FBS Colloquia No.413JEOL YOKOGUSHI Research Alliance Laboratories
| Seminar or Lecture |
Cryo-EM structure of the FlhA ring in a functional export state Miki Kinoshita [Specially Appointed Assistant Professor, JEOL YOKOGUSHI Research Alliance Laboratories] Direct imaging of microcrystal structures by Precession Illumination in a transmission electron cryomicroscope Keiichi Namba [Specially Appointed Professor, JEOL YOKOGUSHI Research Alliance Laboratories] |
|---|---|
| Date and Time | 19 May 2026 (Tue), 12:15~13:00 |
| Place | 2F Seminar Room, BioSystems Building |
| Language | Japanese |
| Contact |
Tomoko Miyata (Specially Appointed Associate Professor) |
Cryo-EM structure of the FlhA ring in a functional export state
In this colloquium, I will provide an overview of structural studies on the bacterial flagellar motor in Salmonella. The flagellum is a macromolecular machine responsible for bacterial motility, and its assembly requires a dedicated protein export apparatus located at the base. Structural studies have revealed the architectures of multiple components of the flagellum, including the MS ring, the filament, and the FliPQR complex that forms the core of the export apparatus. I will first summarize recent advances in these structural studies and then focus on our recent cryo-electron microscopy (cryo-EM) analysis of the FlhA ring. FlhA is a central component that regulates substrate selection and the export order of flagellar proteins. Its cytoplasmic domain forms a nonameric ring that serves as a docking platform for export substrates, whereas its transmembrane domain functions as an ion channel that drives protein export. Using single-particle cryo-EM analysis, we determined a high-resolution structure of the FlhA ring in a hook-type export state by analyzing a linker deletion mutant that connects the transmembrane and cytoplasmic domains. This structure reveals, for the first time, the overall architecture of the FlhA ring including the transmembrane region. Notably, the FHIPEP region is positioned on the outer side of the ring, in a configuration that markedly differs from predictions by AlphaFold. These findings provide structural insights into how conformational changes in FlhA contribute to the stage-specific regulation of flagellar protein export.

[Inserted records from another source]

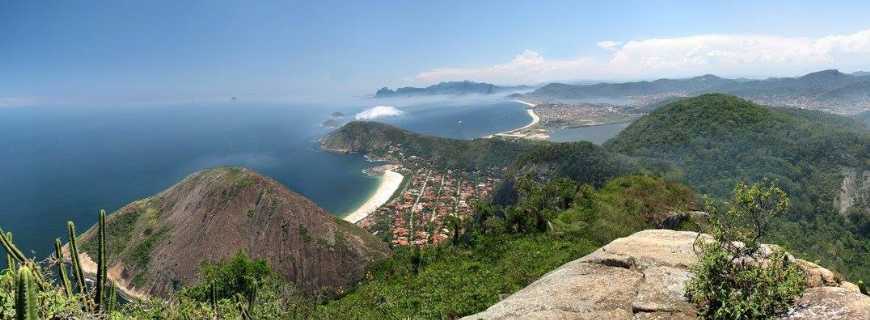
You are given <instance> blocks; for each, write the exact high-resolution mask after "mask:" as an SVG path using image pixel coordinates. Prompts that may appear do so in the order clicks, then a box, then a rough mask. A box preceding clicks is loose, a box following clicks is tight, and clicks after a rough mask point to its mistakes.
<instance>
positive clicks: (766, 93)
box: [524, 69, 870, 114]
mask: <svg viewBox="0 0 870 320" xmlns="http://www.w3.org/2000/svg"><path fill="white" fill-rule="evenodd" d="M705 93H724V94H730V95H735V96H739V97H742V98H745V99H749V100H752V101H754V102H757V103H761V104H765V105H774V106H789V107H799V108H809V109H819V110H829V111H833V112H836V113H842V114H855V113H859V112H862V111H865V110H870V81H868V78H867V77H866V76H865V75H864V74H861V73H858V74H846V73H842V72H840V71H839V70H835V69H829V70H821V71H817V72H812V73H808V74H805V75H802V76H799V77H785V78H768V79H763V80H746V79H728V78H722V77H718V76H715V75H703V76H697V77H691V78H682V79H658V80H654V81H635V82H622V83H604V82H602V83H596V84H584V85H571V84H561V83H551V84H548V85H545V86H543V87H541V88H538V89H536V90H534V91H532V92H530V93H528V94H525V95H524V97H525V98H527V99H532V100H537V101H582V100H584V99H587V100H588V99H596V98H623V99H628V100H630V102H628V103H629V104H634V105H639V106H645V105H649V104H652V103H656V102H657V101H661V100H662V99H666V98H673V97H686V96H696V95H701V94H705Z"/></svg>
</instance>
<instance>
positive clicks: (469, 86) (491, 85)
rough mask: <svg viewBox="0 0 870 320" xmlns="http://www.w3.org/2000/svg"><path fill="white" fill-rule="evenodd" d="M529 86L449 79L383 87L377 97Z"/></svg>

Direct imaging of microcrystal structures by Precession Illumination in a transmission electron cryomicroscope
We will present our latest results from a collaborative project with Prof. Tsutomu Shintake at the Okinawa Institute of Science and Technology. Protein crystals are three-dimensional arrangements of molecules with translational symmetry. When observed from specific angles, the molecules overlap to produce high-contrast images; however, since image formation results from the interference of diffracted waves and incident waves, the diffraction conditions in reciprocal space (Fourier space) are satisfied only near the center of the reciprocal plane due to the curvature of the Ewald sphere. Consequently, the resolution of the projected image is limited. In this study, through specialized modifications to a transmission electron cryomicroscope, we achieved direct observation of crystal structure images by enabling precession illumination via the tilt of the incident electron beam and selective extraction of diffracted waves on specific reciprocal lattice plane through the introduction of a ring slit. Using this method, we successfully observed high-resolution real images, such as molecular arrangements within protein crystals and atomic arrangements of organic molecules in perovskites. This technique is also applicable to microscopic mosaic crystals and is expected to find applications in drug discovery and the development of functional materials.